Using the equation of motion for uniformly accelerated linear motion:
v_f^2 = v_i^2 + 2 * a * d
where
v_f = final velocity (0 m/s because the box comes to rest)
v_i = initial velocity (1.30 m/s)
a = acceleration (g * (sin(theta) - coefficient of kinetic friction * cos(theta)))
d = distance traveled along the incline (what we want to find)
Rearranging the equation to solve for d:
0 = (1.30 m/s)^2 + 2 * (g * (sin(theta) - coefficient of kinetic friction * cos(theta))) * d
Simplifying the equation:
d = -v_i^2 / (2 * a)
Substituting the given values:
d = -(1.30 m/s)^2 / (2 * g * (sin(theta) - coefficient of kinetic friction * cos(theta)))
Now, we can substitute the values of g (acceleration due to gravity) and theta (angle of the incline):
d = -(1.30 m/s)^2 / (2 * 9.8 m/s^2 * (sin(16.0°) - 0.180 * cos(16.0°)))

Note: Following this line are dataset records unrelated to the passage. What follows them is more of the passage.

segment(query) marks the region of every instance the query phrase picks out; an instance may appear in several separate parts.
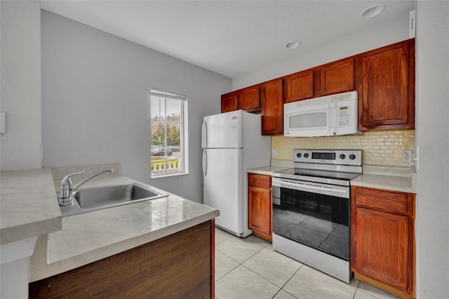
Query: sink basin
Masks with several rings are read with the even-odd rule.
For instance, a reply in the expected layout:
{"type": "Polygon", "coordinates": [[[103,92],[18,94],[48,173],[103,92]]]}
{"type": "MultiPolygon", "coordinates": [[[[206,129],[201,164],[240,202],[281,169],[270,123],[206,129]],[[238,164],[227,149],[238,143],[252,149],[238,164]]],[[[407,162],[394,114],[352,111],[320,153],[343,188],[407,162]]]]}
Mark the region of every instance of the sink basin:
{"type": "Polygon", "coordinates": [[[72,194],[74,204],[60,206],[62,216],[80,214],[166,197],[168,194],[137,184],[79,189],[72,194]]]}

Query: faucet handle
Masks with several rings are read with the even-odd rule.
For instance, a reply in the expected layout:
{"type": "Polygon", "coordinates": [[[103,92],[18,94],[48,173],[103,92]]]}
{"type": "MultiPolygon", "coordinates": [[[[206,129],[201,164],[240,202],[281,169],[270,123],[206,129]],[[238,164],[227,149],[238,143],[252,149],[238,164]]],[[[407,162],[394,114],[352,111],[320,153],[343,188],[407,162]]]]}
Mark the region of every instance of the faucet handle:
{"type": "Polygon", "coordinates": [[[84,171],[79,171],[77,173],[70,173],[69,175],[67,175],[66,176],[64,177],[64,178],[62,178],[62,180],[61,180],[61,186],[62,185],[72,185],[72,180],[70,180],[70,178],[72,178],[74,175],[78,175],[78,174],[81,174],[81,173],[84,173],[84,171]]]}
{"type": "Polygon", "coordinates": [[[70,178],[72,178],[73,175],[81,173],[84,173],[84,171],[70,173],[62,178],[62,180],[61,180],[61,191],[60,192],[60,199],[67,199],[70,197],[70,189],[72,188],[72,180],[70,180],[70,178]]]}

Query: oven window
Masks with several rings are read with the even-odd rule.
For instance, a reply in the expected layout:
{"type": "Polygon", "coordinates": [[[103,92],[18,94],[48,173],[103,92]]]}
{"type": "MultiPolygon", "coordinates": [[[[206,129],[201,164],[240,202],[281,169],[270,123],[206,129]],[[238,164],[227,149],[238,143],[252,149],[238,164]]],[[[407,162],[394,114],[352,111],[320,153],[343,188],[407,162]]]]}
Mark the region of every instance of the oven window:
{"type": "Polygon", "coordinates": [[[349,199],[281,187],[273,231],[349,260],[349,199]]]}

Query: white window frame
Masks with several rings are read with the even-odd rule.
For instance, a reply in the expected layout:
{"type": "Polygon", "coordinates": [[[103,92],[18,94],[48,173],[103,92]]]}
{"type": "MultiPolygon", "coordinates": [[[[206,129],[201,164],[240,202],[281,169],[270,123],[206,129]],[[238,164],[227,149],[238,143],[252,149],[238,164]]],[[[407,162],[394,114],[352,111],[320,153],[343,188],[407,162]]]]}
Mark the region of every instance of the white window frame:
{"type": "MultiPolygon", "coordinates": [[[[189,115],[188,115],[188,105],[187,105],[187,97],[184,95],[177,94],[169,91],[164,91],[160,89],[152,88],[150,95],[149,95],[149,142],[150,142],[150,167],[149,167],[149,176],[151,178],[163,178],[168,176],[175,176],[175,175],[182,175],[189,173],[189,138],[188,138],[188,132],[189,132],[189,115]],[[171,100],[177,100],[181,102],[181,128],[180,128],[180,135],[181,135],[181,142],[180,142],[180,152],[181,152],[181,171],[176,173],[167,173],[166,167],[165,167],[165,173],[163,174],[154,174],[152,170],[151,164],[152,164],[152,158],[151,158],[151,149],[152,149],[152,100],[153,97],[156,96],[159,97],[159,99],[163,98],[165,99],[171,99],[171,100]]],[[[167,112],[166,109],[166,101],[165,101],[165,109],[164,111],[167,112]]],[[[166,117],[166,115],[165,116],[166,117]]],[[[170,121],[167,121],[166,117],[163,120],[164,126],[165,126],[165,145],[164,147],[166,149],[169,147],[167,146],[167,124],[170,121]]]]}

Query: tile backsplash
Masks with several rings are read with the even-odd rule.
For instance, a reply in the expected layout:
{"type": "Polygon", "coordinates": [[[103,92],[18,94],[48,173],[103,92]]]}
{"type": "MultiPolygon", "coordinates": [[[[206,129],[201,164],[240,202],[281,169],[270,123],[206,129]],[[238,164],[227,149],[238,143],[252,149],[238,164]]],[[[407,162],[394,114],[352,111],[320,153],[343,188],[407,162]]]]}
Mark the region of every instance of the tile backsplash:
{"type": "Polygon", "coordinates": [[[276,157],[272,159],[292,160],[294,149],[362,150],[364,164],[408,166],[402,161],[402,151],[413,150],[415,154],[415,131],[365,132],[356,136],[272,138],[272,150],[276,157]]]}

Evaluating the expression:
d ≈ -0.0945 m
Since distance cannot be negative, we take the absolute value:
d ≈ 0.0945 m
Therefore, the box travels approximately 0.0945 meters along the incline before coming to rest.
Assistance needed.
Please type your subject in the School Subject box. Any other words, including obscure abbreviations, are likely to delay responses from a teacher who knows that subject well.